RNA transcription is the primary route through which genomes determine the phenotype of organisms. However, proper execution of this process on a genome-wide scale requires that (1.) the DNA of transcribed genes lies within portions of the genome that are accessible to RNA polymerase proteins, and (2.) that the mRNAs produced from these genes are stable enough in the cytoplasm to be translated. To complicate matters, many genomes are saturated with transposable elements (TEs) that must remain silent and not be transcribed. My work revolves around understanding the molecular mechanisms and evolutionary processes that govern DNA accessibility and RNA structure/stability. My first chapter focused on methylated CHH (mCHH) islands, short regions of high methylation near genes that are linked to TE silencing and partitioning the genome between actively transcribed and non-transcribed components. We analyzed the evolutionary conservation of mCHH islands among grass (family Poaceae) genomes, as well as their relationships with gene expression, genic methylation, and proximity to TEs. We found that they were seldom conserved in orthologous genes between species, but they often corresponded to insertions of certain DNA transposon families. They were also significantly negatively associated with methylated but positively associated with gene expression. Based on these findings, we propose a model wherein mCHH islands are a consequence of aberrant transcription leading to RNA-directed DNA methylation.
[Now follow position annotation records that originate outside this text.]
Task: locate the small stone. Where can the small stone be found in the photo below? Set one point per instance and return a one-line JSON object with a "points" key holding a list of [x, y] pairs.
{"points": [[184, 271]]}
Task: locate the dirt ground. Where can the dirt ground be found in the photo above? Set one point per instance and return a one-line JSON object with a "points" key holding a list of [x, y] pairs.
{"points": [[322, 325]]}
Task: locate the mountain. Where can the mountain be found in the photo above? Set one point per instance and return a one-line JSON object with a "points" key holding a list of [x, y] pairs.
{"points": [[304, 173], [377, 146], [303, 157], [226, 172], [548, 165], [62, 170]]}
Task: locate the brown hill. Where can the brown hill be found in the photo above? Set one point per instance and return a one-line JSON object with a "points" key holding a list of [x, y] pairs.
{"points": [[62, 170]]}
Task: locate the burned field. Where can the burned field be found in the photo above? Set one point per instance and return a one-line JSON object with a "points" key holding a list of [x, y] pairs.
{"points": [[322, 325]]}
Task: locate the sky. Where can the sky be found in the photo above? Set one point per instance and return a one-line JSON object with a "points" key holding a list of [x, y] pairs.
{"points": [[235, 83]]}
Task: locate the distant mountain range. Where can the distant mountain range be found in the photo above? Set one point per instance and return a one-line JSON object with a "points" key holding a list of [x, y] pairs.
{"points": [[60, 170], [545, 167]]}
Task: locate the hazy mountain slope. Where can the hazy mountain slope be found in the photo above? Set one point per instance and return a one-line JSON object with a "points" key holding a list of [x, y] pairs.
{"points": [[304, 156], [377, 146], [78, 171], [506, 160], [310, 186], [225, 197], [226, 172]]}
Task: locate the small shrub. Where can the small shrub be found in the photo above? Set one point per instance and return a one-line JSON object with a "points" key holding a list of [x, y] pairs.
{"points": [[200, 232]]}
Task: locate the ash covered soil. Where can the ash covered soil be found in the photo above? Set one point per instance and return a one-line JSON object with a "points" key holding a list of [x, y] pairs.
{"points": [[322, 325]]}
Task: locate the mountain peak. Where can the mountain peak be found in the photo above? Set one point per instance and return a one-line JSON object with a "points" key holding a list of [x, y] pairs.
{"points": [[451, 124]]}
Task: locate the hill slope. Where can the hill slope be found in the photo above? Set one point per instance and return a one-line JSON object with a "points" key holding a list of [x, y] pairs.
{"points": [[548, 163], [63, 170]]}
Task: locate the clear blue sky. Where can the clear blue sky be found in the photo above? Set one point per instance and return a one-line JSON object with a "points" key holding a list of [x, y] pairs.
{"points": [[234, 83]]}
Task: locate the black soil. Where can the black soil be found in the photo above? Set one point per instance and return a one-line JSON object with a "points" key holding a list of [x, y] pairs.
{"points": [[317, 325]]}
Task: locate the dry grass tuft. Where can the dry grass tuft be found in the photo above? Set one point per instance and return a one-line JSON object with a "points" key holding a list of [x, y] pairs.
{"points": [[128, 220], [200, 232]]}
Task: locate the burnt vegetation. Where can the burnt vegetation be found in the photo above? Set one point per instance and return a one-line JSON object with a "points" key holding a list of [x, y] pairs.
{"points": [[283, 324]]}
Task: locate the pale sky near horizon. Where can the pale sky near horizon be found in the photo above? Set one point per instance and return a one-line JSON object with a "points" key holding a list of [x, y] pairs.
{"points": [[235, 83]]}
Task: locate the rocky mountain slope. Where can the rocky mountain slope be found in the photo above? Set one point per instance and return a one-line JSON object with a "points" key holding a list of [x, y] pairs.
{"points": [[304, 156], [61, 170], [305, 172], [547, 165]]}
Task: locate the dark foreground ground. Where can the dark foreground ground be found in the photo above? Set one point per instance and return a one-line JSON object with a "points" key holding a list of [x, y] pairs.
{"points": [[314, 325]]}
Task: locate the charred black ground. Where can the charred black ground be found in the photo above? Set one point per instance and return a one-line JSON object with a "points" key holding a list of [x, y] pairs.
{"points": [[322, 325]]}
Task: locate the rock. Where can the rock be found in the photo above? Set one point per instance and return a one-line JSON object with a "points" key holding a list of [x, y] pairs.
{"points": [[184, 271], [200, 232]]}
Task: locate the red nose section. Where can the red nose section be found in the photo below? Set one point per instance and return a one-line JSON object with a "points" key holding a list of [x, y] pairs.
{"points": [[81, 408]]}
An unsolved mystery in genome partitioning is how TEs are initially identified and targeted for silencing. One way that this process has been observed is through hairpin secondary structures that form whenever TEs escape silencing and are transcribed. These hairpins act as a signal that allows structured transcripts to be broken down into small (21–24-nt) RNAs, which then methylate complementary parts of the genome. My second chapter focused on analyzing the genome-wide prevalence of this phenomenon in maize (Zea mays), where we found that it is widespread across many types of TEs. We also found that, where they exist in genes, these hairpin-like structures have the same effect. The prevalence of these structures despite their epigenetic effects suggests a conflict between RNA function and stability.
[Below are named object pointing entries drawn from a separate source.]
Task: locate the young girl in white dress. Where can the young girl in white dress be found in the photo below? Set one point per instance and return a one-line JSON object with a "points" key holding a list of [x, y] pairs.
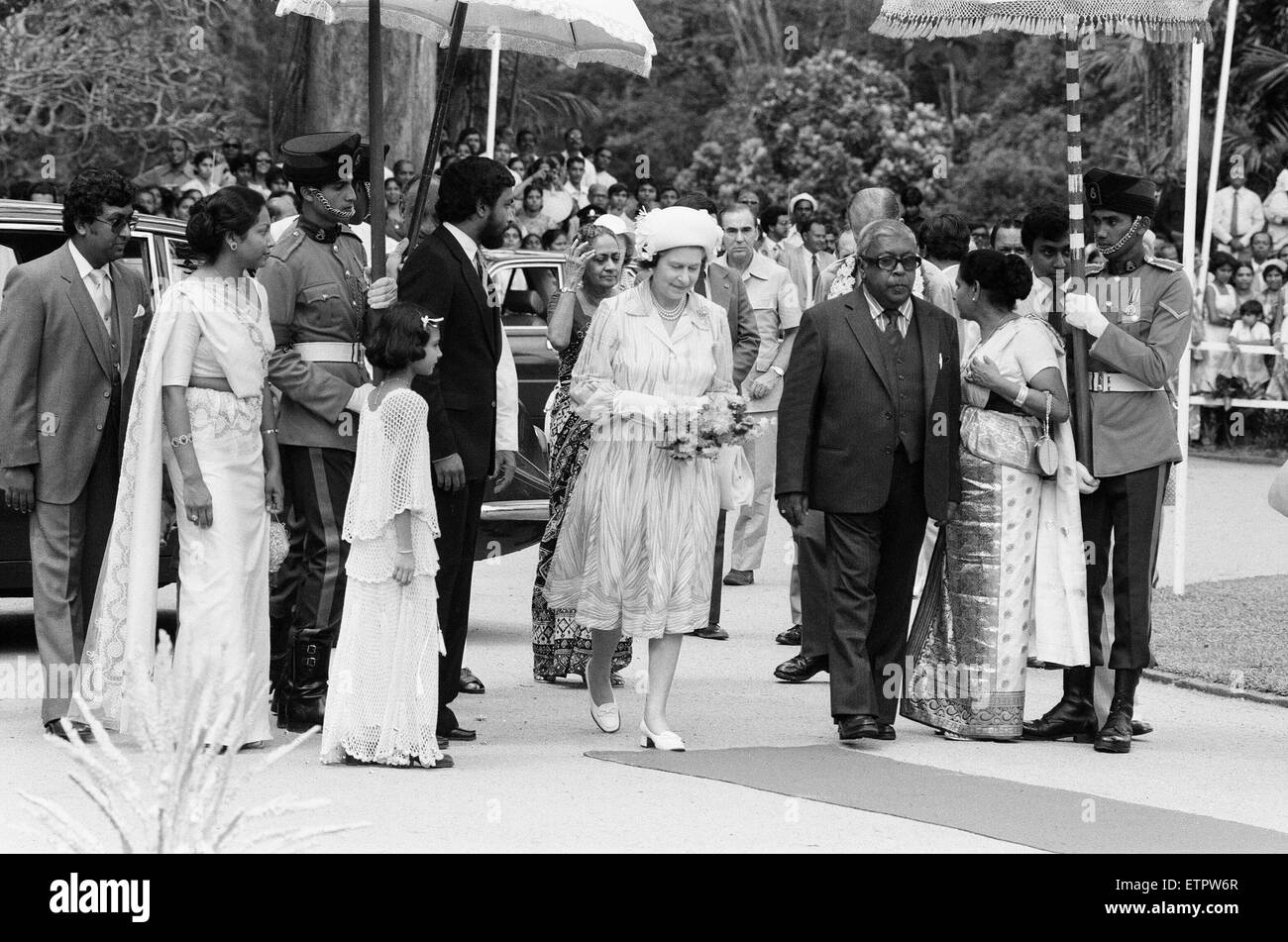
{"points": [[382, 699]]}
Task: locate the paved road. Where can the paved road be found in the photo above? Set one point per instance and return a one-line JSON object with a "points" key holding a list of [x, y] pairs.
{"points": [[527, 785]]}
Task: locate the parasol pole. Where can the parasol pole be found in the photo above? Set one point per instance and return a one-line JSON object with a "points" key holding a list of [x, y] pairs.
{"points": [[376, 133], [1077, 240], [436, 132], [1183, 378], [1232, 13], [493, 43]]}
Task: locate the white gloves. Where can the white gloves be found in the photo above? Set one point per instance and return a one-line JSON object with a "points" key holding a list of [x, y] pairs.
{"points": [[1086, 482], [1083, 313], [381, 293], [359, 398], [647, 407]]}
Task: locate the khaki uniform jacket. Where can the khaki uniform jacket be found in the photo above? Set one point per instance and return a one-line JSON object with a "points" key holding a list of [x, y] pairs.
{"points": [[317, 293], [1147, 334]]}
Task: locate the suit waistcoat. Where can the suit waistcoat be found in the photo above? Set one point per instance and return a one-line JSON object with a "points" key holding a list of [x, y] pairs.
{"points": [[910, 401]]}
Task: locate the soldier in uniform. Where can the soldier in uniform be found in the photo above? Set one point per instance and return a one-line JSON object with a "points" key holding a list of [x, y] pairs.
{"points": [[320, 301], [1137, 314]]}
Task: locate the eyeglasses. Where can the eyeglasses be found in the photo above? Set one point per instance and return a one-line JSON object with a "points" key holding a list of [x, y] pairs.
{"points": [[887, 262], [120, 223]]}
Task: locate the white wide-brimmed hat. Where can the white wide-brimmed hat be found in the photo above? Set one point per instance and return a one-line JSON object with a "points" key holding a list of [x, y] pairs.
{"points": [[675, 227]]}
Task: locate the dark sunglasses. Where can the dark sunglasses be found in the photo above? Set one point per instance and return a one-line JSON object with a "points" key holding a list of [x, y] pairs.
{"points": [[120, 223], [887, 262]]}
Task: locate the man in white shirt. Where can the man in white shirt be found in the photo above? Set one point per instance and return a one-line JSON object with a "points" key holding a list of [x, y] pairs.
{"points": [[1044, 235], [1261, 246], [579, 180], [815, 258], [175, 171], [1236, 214], [803, 207], [778, 314], [776, 226], [603, 157]]}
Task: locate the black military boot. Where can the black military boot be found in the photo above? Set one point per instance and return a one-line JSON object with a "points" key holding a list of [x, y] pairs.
{"points": [[1074, 715], [1115, 736], [278, 657], [304, 692]]}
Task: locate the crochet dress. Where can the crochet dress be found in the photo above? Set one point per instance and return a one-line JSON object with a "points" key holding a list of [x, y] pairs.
{"points": [[382, 697]]}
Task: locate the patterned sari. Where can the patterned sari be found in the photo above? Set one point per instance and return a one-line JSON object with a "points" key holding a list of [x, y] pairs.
{"points": [[1008, 579], [561, 646]]}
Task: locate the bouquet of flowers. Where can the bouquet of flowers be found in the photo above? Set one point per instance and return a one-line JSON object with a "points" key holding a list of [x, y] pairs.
{"points": [[700, 430]]}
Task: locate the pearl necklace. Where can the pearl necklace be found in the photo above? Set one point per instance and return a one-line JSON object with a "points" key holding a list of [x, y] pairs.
{"points": [[669, 313]]}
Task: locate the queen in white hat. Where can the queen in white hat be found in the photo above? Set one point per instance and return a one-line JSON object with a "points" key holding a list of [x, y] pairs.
{"points": [[638, 540]]}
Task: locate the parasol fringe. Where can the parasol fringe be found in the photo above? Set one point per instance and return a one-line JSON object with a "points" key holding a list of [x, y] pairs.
{"points": [[903, 20]]}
Finally, I studied the evolutionary dynamics of secondary structure in Arabidopsis thaliana using a novel method to identify derived mutations that interrupt ancestral mRNA secondary structures. I found that these mutations, even those at synonymous sites, exist at reduced frequencies relative to putatively neutral mutations in the global Arabidopsis population. Based on population genetic data, I estimated the selective effects of these mutations; they are more deleterious than neutral mutations but not as deleterious as most missense mutations. The population frequencies also varied between Arabidopsis subpopulations on a geospatial scale and were correlated with temperature. I hypothesize that the correlates with temperature reflect the fact that secondary structures vary in part as a function of heat.